In early May, the World Health Organization (WHO) released a global report finding that surveillance of antibiotic resistance is generally “neither coordinated nor harmonized, compromising the ability to assess and monitor the situation.”
“I can’t imagine a [PCAST] report that would come out that wouldn’t address the need for better surveillance both in human medicine — how we’re using them and why — and on the animal side,” Rogers said. “We have enough data to act, but we need more information to know the strategic ways we can go in and cut out broad overuses of the drugs.”
The U.S. is “woefully behind much of the rest of the world,” especially Europe, in terms of confronting antibiotics overuse, Rogers added.
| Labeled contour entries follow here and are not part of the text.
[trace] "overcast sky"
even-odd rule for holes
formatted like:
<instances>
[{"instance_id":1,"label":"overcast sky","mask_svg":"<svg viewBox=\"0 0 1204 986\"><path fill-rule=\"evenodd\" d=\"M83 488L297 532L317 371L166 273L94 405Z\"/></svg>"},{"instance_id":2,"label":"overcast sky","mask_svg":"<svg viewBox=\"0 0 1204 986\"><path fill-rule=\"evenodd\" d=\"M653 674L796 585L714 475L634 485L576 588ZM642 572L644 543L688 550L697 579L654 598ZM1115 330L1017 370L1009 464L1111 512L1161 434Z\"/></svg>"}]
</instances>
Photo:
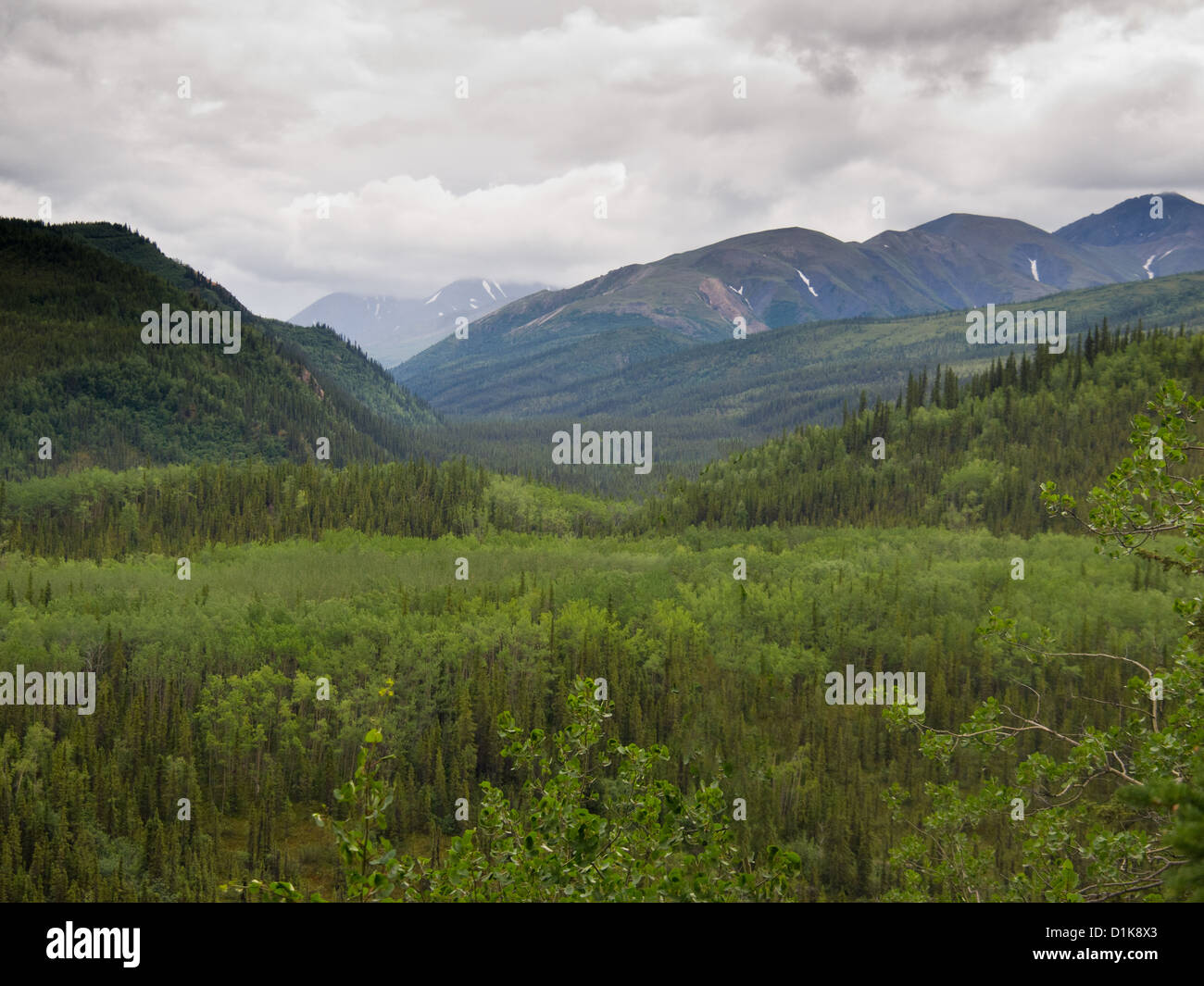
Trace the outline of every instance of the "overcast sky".
<instances>
[{"instance_id":1,"label":"overcast sky","mask_svg":"<svg viewBox=\"0 0 1204 986\"><path fill-rule=\"evenodd\" d=\"M1194 0L2 0L0 214L128 223L278 318L779 226L1054 230L1204 201L1202 69Z\"/></svg>"}]
</instances>

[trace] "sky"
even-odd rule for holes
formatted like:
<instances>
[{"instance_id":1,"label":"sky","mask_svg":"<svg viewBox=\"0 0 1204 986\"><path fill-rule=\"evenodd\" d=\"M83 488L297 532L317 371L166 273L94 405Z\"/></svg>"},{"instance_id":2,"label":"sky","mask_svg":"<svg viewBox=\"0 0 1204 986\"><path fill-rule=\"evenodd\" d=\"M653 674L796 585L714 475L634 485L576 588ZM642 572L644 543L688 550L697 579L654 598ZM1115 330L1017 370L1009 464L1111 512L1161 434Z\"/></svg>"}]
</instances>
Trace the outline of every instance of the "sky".
<instances>
[{"instance_id":1,"label":"sky","mask_svg":"<svg viewBox=\"0 0 1204 986\"><path fill-rule=\"evenodd\" d=\"M1202 66L1194 0L4 0L0 215L129 224L276 318L781 226L1054 230L1204 201Z\"/></svg>"}]
</instances>

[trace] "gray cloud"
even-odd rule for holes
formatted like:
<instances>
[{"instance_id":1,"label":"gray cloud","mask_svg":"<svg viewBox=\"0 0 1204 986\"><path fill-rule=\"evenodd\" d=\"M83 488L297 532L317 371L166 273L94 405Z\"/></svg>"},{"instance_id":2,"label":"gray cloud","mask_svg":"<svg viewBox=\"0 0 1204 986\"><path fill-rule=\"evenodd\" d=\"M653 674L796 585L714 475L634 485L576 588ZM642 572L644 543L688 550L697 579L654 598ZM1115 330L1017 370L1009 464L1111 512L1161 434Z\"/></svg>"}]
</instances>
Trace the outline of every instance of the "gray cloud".
<instances>
[{"instance_id":1,"label":"gray cloud","mask_svg":"<svg viewBox=\"0 0 1204 986\"><path fill-rule=\"evenodd\" d=\"M1202 55L1186 2L18 2L0 213L130 223L281 317L784 225L1052 229L1204 197Z\"/></svg>"}]
</instances>

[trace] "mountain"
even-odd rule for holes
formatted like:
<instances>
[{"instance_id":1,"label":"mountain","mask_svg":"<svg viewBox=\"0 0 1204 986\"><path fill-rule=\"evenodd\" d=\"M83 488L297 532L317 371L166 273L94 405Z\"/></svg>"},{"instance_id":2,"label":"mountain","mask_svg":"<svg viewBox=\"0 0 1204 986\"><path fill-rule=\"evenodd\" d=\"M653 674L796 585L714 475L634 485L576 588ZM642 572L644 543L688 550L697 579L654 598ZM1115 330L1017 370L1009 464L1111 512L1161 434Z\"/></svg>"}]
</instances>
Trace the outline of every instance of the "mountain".
<instances>
[{"instance_id":1,"label":"mountain","mask_svg":"<svg viewBox=\"0 0 1204 986\"><path fill-rule=\"evenodd\" d=\"M242 309L244 325L252 325L276 340L294 360L308 367L306 372L318 373L324 382L354 395L354 400L372 413L406 427L437 421L424 401L399 386L383 366L331 329L321 325L303 327L254 315L224 287L183 261L166 256L150 240L126 226L116 223L65 223L53 229L161 278L185 291L195 306Z\"/></svg>"},{"instance_id":2,"label":"mountain","mask_svg":"<svg viewBox=\"0 0 1204 986\"><path fill-rule=\"evenodd\" d=\"M289 321L329 325L373 359L394 366L455 331L458 318L474 321L544 287L466 278L425 299L340 293L318 299Z\"/></svg>"},{"instance_id":3,"label":"mountain","mask_svg":"<svg viewBox=\"0 0 1204 986\"><path fill-rule=\"evenodd\" d=\"M1132 277L1204 270L1204 206L1164 191L1127 199L1098 215L1062 226L1055 235L1123 266Z\"/></svg>"},{"instance_id":4,"label":"mountain","mask_svg":"<svg viewBox=\"0 0 1204 986\"><path fill-rule=\"evenodd\" d=\"M731 340L738 318L754 336L832 319L1031 301L1147 279L1134 262L1141 250L1143 261L1170 252L1180 258L1176 270L1204 268L1192 246L1204 240L1204 207L1164 199L1173 223L1111 246L1096 242L1099 234L1090 229L1076 235L1075 224L1050 234L963 213L864 243L798 228L737 236L506 305L474 323L467 340L445 337L394 376L436 409L542 414L562 407L556 395L578 392L588 380ZM822 360L821 352L814 355Z\"/></svg>"},{"instance_id":5,"label":"mountain","mask_svg":"<svg viewBox=\"0 0 1204 986\"><path fill-rule=\"evenodd\" d=\"M90 465L305 462L319 437L330 439L332 465L425 451L418 426L435 420L430 409L330 331L296 341L278 332L282 323L235 307L237 352L146 344L144 312L230 311L232 295L193 284L195 271L119 230L0 219L0 477ZM108 249L90 246L89 235ZM306 346L341 350L341 372Z\"/></svg>"}]
</instances>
France recently published an assessment of the risks of emerging antimicrobial resistance related to patterns of antibiotic use in animal health, following the government’s decision to reduce the use of antibiotics in veterinary medicine over the 2012-2017 period (the Ecoantibio 2017 plan).
Sweden has challenged the European Union to match its own livestock welfare standards, which include medicating animals only when they are ill.
On June 25, the Netherlands hosted an international conference on antibiotic resistance as a follow-up to the WHO report. During her address, the Dutch Minister of Health, Welfare and Sport, Edith Schippers, said that, “When it comes to agriculture — it is my firm belief that we should ban the use of our last-resort antibiotics in animal husbandry all together.”
And, on July 1, U.K. Prime Minister David Cameron announced the creation of a new review panel that will investigate antibiotic overuse generally and why new drugs are not being developed.
“To my knowledge, no one with an equivalent position in the US government has ever spoken so directly or substantially about antibiotic resistance — and particularly not about the politically contentious (though scientifically settled) problem of drug use in agriculture,” wrote Maryn McKenna in her Wired blog post about Schippers and Cameron. “Imagine Obama speaking out about antibiotic resistance. What a powerful statement of priorities that would be.”
Although the PCAST report on its own will not be able to compel FDA action, Rogers said she hopes it will prompt the Obama administration to follow with an action plan on how to address the issue.
“FDA has taken this step [with Guidance #213], but the agency is just moving at a pace that is not equal to the public health crisis that we’re facing when it comes to antibiotic resistance,” she said. “Hopefully, the report will add some fire to getting the agency to move more quickly.”